"This means that you get the speed of a deferred renderer (render time = light count + mesh count) with a drastically reduced memory footprint."

The speed of a deferred renderer has nothing to do with your algorithm at all. The speed in deferred comes in the fact that you run the pixel shader once for every pixel on the screen. You make pixel shader overdraw = 0. In your algorithm you would still draw an object with a pixel shader and then another object can come along and redraw over that pixel and have to run a pixel shader again (2x for the same pixel).

The algorithm itself doesnt make much sense to me. Why is it a cube map again? What does a mesh use to find the correct light in the cubemap? Why wouldnt it just be a 2D texture of the lights? How exactly does the light get mapped into the cubemap?(its not a 3d Array, its simply 6 faces that designate up down left righ bottom top.

Yes, you don't have the experience enough to finalize your algorithm. I'm planning to do something similar to this, however you have some holes to get to the end and you are in no way related to deferred rendering by this approach.

Ideas are just that. Consider throwing together a prototype/proof of concept that actually shows the lighting method and relevant shaders, and perhaps allows for some preliminary verification and performance testing. Also consider looking into tiled forward rendering, as I think that's where things are headed in the future.

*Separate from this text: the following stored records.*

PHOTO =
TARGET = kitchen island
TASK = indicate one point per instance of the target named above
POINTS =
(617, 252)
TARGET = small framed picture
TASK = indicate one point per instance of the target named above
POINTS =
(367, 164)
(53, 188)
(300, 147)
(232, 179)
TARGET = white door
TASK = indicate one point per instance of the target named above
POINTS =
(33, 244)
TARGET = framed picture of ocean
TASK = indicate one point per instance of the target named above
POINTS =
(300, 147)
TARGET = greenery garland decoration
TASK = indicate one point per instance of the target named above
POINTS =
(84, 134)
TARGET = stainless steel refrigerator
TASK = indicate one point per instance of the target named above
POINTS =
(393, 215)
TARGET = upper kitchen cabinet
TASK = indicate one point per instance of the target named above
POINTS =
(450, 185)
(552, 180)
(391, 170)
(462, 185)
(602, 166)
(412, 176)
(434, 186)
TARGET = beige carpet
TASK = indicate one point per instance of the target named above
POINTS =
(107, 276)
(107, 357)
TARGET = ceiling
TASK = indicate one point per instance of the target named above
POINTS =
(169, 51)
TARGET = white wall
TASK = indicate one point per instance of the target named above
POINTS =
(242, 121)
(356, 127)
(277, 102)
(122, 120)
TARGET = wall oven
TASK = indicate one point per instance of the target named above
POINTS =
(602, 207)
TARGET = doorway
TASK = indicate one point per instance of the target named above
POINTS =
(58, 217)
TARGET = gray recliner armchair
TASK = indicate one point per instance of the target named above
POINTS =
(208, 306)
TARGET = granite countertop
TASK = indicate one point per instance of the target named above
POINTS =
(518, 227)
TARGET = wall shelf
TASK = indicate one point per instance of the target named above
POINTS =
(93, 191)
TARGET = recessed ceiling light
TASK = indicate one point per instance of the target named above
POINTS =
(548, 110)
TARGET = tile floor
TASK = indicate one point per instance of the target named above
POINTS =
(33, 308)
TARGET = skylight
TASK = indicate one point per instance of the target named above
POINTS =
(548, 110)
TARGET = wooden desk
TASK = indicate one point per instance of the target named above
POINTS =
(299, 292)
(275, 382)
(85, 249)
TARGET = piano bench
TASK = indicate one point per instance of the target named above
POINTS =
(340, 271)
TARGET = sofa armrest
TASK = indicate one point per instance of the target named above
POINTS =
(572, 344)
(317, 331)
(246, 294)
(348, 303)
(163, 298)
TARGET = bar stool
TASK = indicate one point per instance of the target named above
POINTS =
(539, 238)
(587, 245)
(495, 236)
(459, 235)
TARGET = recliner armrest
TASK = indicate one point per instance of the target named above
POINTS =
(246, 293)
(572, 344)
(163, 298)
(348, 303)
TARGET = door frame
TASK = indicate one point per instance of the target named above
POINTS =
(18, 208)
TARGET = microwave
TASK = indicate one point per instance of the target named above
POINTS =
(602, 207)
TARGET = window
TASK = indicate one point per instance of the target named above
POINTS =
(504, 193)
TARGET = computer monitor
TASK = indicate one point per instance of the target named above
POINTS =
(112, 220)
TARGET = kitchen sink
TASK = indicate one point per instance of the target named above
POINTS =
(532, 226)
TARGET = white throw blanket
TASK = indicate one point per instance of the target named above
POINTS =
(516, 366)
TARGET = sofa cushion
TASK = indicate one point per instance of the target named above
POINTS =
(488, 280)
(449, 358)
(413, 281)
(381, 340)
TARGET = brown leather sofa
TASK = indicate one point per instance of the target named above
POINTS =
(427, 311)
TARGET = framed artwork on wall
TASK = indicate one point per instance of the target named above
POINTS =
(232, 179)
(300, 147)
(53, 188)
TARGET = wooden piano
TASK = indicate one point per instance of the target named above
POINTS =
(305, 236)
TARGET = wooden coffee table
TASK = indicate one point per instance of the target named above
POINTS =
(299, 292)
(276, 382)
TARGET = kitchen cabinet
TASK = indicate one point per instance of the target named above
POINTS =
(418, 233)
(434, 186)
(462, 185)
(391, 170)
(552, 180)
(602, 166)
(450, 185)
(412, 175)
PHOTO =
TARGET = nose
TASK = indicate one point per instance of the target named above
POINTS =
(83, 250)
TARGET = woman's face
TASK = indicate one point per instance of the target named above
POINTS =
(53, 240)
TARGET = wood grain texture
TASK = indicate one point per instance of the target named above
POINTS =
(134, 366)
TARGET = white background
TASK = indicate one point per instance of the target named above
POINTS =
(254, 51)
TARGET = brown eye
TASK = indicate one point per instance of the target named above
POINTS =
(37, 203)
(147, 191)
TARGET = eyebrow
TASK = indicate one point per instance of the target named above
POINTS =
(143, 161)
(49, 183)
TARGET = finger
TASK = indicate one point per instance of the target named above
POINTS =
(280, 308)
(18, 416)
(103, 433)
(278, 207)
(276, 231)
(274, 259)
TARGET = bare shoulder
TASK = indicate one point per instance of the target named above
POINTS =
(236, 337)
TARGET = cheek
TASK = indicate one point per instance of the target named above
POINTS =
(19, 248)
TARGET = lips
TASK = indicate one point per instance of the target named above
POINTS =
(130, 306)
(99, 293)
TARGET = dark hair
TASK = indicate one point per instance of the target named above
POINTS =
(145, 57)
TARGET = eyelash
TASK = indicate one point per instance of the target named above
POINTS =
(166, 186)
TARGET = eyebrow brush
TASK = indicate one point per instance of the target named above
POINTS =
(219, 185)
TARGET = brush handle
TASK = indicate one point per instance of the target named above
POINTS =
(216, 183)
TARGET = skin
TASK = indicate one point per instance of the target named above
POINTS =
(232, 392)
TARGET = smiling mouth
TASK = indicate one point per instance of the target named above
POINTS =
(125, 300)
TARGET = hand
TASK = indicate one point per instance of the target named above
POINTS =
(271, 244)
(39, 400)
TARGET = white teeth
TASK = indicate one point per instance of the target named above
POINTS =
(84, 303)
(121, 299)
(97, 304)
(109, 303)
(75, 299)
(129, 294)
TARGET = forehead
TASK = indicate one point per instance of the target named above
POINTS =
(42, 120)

In this, the pixel shader would be run once for every light to store it in the cube maps

Generally, a cubemap represents the scene from a certain view point. For instance, they can be used to render the scene around a point and used to draw rough environment reflections on objects. "rough" because it will only be accurate from one specific position in the scene. Of course it works well for things like a skybox (which is "infinitely" far away and looks the same from every point in the scene).

So... what exactly are you putting in your cubemap? Is the end result that there will be a single texel somewhere in the cubemap for each light?

you could find out how to color each fragment by getting a vector from the camera's position towards the mesh, reflect that vector off the mesh, and finally find which light that reflection vector is pointing at in the cube maps.

What are the chances that that reflection vector will line up exactly with the texel that contains the light information? Pretty small. Or does your cubemap contain large areas that cover a light's influence? If so, how would you handle overlapping lights?

(also, reflecting the eye vector off the mesh will help you calculate the specular component, what about diffuse?)

Maybe I'm just not understanding your description, but I still don't see how your algorithm makes any sense. As Promit suggested, try coming up with a proof of concept. I think it will quickly become obvious where things fall apart.

I'm not going to go into much depth here, but almost everything you have said really shows your inexperience. Based on that, I would just say don't plan on doing this. You can make games look good with forward rendering, deferred whatever. Don't try to implement the greatest lighting model when you aren't fully grasping things. Really quickly:

"then once more for every mesh when rendering to a final output buffer; just like a deferred renderer."Overdraw can occur regardless of what rendering method is used"
Uh....deferred rendering has 0 pixel shader overdraw. The initial filling of the buffers of course will have some overdraw, but its not like its wasting time running crazy pixel shaders. All lighting shaders are run once for ever pixel. 0 pixel shader (lighting) overdraw.

"but it can be reduced if each object is sorted in the scene based on its position from the camera (but I'm not really worried about it at the moment)."
Yes. In a deferred renderer you would be doing this as well to reduce the G-Buffer initial pass overdraw, but not the lighting pass overdraw.

"Think of having a skybox but with a bunch of lights' colors and positions only."
So I have a 3d light: A and B. A = vec3(-100,10,0) B = vec3(-110,10,0). Where would these be rendered into the cube map? If you use simply their position as a vector to render to the cube map....they render to the same spot. A cube map is 6 2D textures, it is not a 3d array. A 3D array would be a cube map with slices cut through it. and even then an actual 3d Texture wouldnt work for your algorithm. Not going to explain to you why because I don't think you will get it.


"Then, as I noted earlier, you could find out how to color each fragment by getting a vector from the camera's position towards the mesh, reflect that vector off the mesh, and"
This wont work. If you are actually rendering the cube map lights as actual spherical geometry... then what you have essentially is cube mapping/environment mapping. But you would have to render all the lights each frame for each mesh. So much wrong with this algorithm.
And if you are talking about rendering geometry, what happens when 2 lights geometry overlap in the cube map?

"What are the chances that that reflection vector will line up exactly with the texel that contains the light information? Pretty small. Or does your cubemap contain large areas that cover a light's influence? If so, how would you handle overlapping lights?"

Same thing I said pretty much. If you are only rendering to 1 pixel your light information, then it is still wrong. Noither approaches will work.